The post-Covid supply chain

The post-Covid supply chain

Professor of Supply Chain Strategy | Cranfield School of Management

The Covid-19 pandemic has put supply chains in the spotlight. Worldwide, from business leaders to the average person on the street, there is now greater appreciation for the delicate balance of risk and reliance that results in free and open movement of goods and services – as well as greater knowledge of how easily the whole carefully-choreographed ballet can be disrupted.

Many say this pandemic will change the world forever. We have already seen it affect every aspect of our lives, from the way we live, work, travel and interact with others, to the way we do business. By accelerating trends that were already in motion and revealing new priorities, Covid is driving us towards a ‘new normal’, but we do not as yet have a clear idea of what shape that will take. We can see its outline, but not the fine detail.

This ‘new normal’ will require businesses to find new ways of operating, but this will not happen instantly. In a recent report co-authored for DHL on the impact of Covid-19 on supply chains and logistics, we explore the need for businesses to accept a period of transition – a ‘pre-new normal’ phase of as-yet-indeterminate length where they re-assess their supply chains based on a changed environment and potential new set of priorities.

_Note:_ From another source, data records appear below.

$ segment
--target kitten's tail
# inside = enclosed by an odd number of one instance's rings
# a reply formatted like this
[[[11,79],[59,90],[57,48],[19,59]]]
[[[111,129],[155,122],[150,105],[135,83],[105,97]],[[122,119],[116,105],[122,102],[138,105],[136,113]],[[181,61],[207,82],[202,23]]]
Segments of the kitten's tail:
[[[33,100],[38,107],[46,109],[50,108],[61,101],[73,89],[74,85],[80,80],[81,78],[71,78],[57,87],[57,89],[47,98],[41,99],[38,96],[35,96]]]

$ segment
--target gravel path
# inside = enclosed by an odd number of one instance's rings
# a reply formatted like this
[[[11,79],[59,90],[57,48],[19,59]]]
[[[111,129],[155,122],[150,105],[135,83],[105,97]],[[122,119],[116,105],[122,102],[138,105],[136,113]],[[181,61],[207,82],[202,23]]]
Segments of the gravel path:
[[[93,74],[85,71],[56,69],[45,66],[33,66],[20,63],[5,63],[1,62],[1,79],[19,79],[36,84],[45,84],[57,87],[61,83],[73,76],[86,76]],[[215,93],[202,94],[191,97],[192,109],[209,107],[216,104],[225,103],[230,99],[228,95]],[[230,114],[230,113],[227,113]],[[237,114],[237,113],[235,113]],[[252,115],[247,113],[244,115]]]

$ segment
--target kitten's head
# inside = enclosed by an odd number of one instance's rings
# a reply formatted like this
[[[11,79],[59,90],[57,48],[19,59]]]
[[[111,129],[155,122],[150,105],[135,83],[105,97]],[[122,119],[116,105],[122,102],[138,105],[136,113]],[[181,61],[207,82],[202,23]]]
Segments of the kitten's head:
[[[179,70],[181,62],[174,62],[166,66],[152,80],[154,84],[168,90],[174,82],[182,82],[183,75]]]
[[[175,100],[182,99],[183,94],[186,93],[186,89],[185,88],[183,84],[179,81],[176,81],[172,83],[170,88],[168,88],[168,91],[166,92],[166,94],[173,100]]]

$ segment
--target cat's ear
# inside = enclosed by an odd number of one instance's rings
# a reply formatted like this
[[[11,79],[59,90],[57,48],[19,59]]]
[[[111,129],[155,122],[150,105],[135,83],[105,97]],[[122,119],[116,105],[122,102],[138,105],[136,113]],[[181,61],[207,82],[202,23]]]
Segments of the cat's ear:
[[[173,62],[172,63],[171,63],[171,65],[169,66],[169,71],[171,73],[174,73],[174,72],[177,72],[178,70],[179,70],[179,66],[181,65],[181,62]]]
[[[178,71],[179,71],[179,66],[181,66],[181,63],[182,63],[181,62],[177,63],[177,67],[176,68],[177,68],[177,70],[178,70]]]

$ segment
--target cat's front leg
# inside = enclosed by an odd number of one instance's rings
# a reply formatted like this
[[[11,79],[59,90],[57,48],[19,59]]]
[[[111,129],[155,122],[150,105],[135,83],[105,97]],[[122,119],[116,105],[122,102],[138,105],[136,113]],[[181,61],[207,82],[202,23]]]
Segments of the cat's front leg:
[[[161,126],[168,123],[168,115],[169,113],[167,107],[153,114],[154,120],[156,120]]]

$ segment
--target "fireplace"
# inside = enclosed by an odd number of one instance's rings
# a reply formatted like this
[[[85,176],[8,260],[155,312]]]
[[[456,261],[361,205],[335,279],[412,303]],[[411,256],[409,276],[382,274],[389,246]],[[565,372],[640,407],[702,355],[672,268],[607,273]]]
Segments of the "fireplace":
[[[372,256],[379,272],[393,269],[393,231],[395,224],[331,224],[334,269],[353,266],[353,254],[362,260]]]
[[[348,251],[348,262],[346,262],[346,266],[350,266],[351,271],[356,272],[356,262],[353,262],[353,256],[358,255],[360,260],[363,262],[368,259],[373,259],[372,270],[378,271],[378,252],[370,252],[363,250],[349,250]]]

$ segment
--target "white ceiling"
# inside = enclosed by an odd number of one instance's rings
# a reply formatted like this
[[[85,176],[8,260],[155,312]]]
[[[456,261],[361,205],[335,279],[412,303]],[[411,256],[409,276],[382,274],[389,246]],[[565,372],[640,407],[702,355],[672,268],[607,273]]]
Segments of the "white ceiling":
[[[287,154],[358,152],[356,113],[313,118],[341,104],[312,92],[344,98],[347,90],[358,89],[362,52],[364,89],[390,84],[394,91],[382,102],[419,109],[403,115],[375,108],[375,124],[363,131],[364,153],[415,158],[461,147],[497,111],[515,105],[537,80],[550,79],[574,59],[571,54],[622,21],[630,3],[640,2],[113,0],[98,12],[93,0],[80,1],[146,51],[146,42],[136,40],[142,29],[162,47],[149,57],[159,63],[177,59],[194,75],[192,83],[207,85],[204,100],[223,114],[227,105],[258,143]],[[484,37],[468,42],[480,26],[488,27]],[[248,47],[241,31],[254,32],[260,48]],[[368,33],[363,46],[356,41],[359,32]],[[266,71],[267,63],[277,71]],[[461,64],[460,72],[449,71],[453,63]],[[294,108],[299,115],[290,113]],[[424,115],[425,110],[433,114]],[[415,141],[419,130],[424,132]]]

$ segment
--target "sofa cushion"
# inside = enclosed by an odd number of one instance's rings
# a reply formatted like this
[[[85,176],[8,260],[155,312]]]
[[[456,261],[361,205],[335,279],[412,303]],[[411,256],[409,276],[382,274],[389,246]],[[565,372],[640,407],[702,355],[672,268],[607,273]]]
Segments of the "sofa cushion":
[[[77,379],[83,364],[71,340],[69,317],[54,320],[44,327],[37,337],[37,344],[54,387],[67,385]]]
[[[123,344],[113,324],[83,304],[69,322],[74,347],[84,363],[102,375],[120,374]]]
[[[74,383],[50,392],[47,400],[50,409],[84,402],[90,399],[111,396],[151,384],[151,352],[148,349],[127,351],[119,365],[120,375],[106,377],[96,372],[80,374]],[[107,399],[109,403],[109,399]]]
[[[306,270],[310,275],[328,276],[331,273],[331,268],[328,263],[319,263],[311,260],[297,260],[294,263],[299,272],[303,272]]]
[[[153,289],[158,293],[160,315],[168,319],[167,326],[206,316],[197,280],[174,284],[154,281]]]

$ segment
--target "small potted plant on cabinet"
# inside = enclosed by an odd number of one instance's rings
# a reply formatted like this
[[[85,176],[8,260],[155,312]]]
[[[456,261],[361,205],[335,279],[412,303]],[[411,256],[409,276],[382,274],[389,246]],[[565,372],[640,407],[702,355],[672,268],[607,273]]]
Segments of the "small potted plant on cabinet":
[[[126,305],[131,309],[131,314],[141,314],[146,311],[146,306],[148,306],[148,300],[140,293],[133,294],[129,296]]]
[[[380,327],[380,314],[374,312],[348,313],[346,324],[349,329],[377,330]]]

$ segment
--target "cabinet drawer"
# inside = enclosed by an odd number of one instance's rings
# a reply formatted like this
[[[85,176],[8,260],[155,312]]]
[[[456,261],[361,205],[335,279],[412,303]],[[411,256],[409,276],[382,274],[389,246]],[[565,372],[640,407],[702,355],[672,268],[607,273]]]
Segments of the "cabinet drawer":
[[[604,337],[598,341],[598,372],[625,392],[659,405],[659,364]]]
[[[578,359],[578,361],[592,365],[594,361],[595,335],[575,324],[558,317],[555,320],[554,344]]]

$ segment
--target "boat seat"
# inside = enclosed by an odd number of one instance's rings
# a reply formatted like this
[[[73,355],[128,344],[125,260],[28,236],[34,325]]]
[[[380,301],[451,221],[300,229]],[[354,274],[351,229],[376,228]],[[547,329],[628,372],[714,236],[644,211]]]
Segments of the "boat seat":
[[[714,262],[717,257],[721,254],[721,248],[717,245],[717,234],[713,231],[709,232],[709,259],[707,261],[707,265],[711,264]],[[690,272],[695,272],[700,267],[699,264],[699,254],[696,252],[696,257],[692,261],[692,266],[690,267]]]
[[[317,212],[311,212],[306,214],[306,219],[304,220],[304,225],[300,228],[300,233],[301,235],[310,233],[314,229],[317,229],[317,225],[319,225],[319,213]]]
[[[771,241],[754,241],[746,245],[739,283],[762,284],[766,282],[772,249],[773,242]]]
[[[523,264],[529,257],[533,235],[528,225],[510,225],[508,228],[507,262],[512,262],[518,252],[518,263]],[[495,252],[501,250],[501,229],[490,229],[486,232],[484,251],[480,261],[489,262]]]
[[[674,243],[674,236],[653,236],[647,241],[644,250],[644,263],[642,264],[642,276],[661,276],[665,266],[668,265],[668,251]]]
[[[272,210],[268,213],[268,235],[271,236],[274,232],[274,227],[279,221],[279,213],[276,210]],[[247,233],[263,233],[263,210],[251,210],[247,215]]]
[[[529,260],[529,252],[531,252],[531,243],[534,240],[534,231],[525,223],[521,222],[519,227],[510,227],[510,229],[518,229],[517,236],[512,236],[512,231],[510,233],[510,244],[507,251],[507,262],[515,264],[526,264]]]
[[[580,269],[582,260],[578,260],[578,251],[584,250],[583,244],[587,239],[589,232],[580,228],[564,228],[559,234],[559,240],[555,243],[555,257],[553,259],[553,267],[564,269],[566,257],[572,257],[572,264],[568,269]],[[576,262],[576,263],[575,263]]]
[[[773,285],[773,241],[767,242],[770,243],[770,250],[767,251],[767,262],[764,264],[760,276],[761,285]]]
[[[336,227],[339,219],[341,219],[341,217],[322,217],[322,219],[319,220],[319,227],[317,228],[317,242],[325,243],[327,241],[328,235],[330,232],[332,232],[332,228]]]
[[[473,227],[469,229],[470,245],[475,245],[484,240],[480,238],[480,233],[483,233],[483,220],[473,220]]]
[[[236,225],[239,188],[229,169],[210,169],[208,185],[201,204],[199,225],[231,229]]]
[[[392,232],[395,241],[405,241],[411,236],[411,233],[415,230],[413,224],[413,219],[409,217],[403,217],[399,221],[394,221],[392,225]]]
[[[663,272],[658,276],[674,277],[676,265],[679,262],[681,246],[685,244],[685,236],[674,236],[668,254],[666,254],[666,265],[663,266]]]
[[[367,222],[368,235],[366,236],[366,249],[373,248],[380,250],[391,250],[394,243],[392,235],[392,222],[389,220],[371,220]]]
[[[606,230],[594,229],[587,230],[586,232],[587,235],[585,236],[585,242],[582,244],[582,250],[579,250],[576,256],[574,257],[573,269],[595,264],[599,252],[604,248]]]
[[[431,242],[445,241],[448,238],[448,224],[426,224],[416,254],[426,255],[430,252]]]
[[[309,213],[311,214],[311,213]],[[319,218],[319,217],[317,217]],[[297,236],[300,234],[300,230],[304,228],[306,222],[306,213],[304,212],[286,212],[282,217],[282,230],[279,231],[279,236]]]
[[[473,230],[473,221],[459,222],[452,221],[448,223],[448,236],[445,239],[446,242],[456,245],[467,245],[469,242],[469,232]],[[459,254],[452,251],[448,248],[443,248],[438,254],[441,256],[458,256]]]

During this period, we are likely to see increased focus on resilience, flexibility and collaboration, and the challenge will be for businesses to ensure they balance these alongside maintaining efficient and cost-effective supply chains. Transportation and warehouse networks may need to be re-configured. Supply chains will be reshaped around diversified manufacturing and multiple sources of supply. This process will take some companies, industries – even countries – longer than others.

One thing is for sure: businesses cannot carry on as they were. If your supply chain is the same now as it was before coronavirus, you’re probably doing something wrong. What works before and during a crisis is not necessarily indicative of what will work afterwards, when freedoms resume but the legacy of the pandemic lives on in our minds. Long-held habits have been broken, buying behaviours irrevocably changed, the ties of familiarity severed. Now is not the time to be stubborn, to hold onto the past and the safe ground. Now is the time to prepare and get excited for the ‘new normal’ – because it’s coming, whether you like it or not.

The good news is that there are several things businesses can do now to help plan and prepare for operating in a post-Covid world.

Understand your key capabilities

What does your organisation do well, and can you bring your capabilities to new markets that have been less affected by the pandemic? In any changing set of circumstances, there are winners and losers. Lockdown restrictions have drawn a line between businesses that are considered to deliver essentials (such as food, housing, healthcare products and digital connectivity), and the rest who offer ‘luxuries’. Post-Covid, there is likely to be at least an initial period in which consumers are psychologically constrained to thinking about the ‘essentials’, so companies will need to be adaptable. Those that understand their capabilities and are able to be flexible will be best placed to thrive. Take inspiration from the automotive firms making respirators during the pandemic, and the likes of Louis Vuitton and Brewdog who have been bottling hand sanitiser.

Map your supply chain

Now, more than ever, is the time to get to know your supply chain. Map out the flows of raw materials, geographical location of key suppliers and the transport flows that connect them. Ensure you know where your products go after manufacture. Work to build stronger, more transparent relationships with your suppliers; collaboration will be everything in the post-Covid world.

Explore automation

The Covid-19 pandemic has exposed the fact that supply chains are loaded with risk, and that the potential for disruption increases at every stage where there is reliance on people. So, businesses would do well to begin assessing what elements of their supply chain have the potential to be automated, whether immediately or in the longer term, to more easily deliver ‘business-as-usual’ services.

Shop local

We are moving from an era marked by emphasis on procurement for cost, to one which prioritises procurement for resilience. With this in mind, businesses will increasingly look for opportunities to build a more local supply chain. Investigate opportunities for near-shoring. If you cannot procure in your local area, can the capability be developed? If capability cannot be developed, can you multi-shore, ie. source from multiple geographic locations to increase resilience? Businesses should investigate the potential for collaborative competition or coopetition as a means of building shorter, simpler, more resilient supply chains. The ability of suppliers to be transparent, flexible and adaptable will be a key consideration.

Know your costs

Having become accustomed to the convenience and safety of home delivery, consumers are likely to expect high levels of service, such as free or low-cost delivery, or free returns. Understanding how much these conveniences cost you – the business – to provide (your Cost to Serve) will be imperative. As will recouping the cost of the services you provide through financial savings elsewhere or increased profit margins. Remember, there is no such thing as ‘free’ – someone will be paying, and it could be you.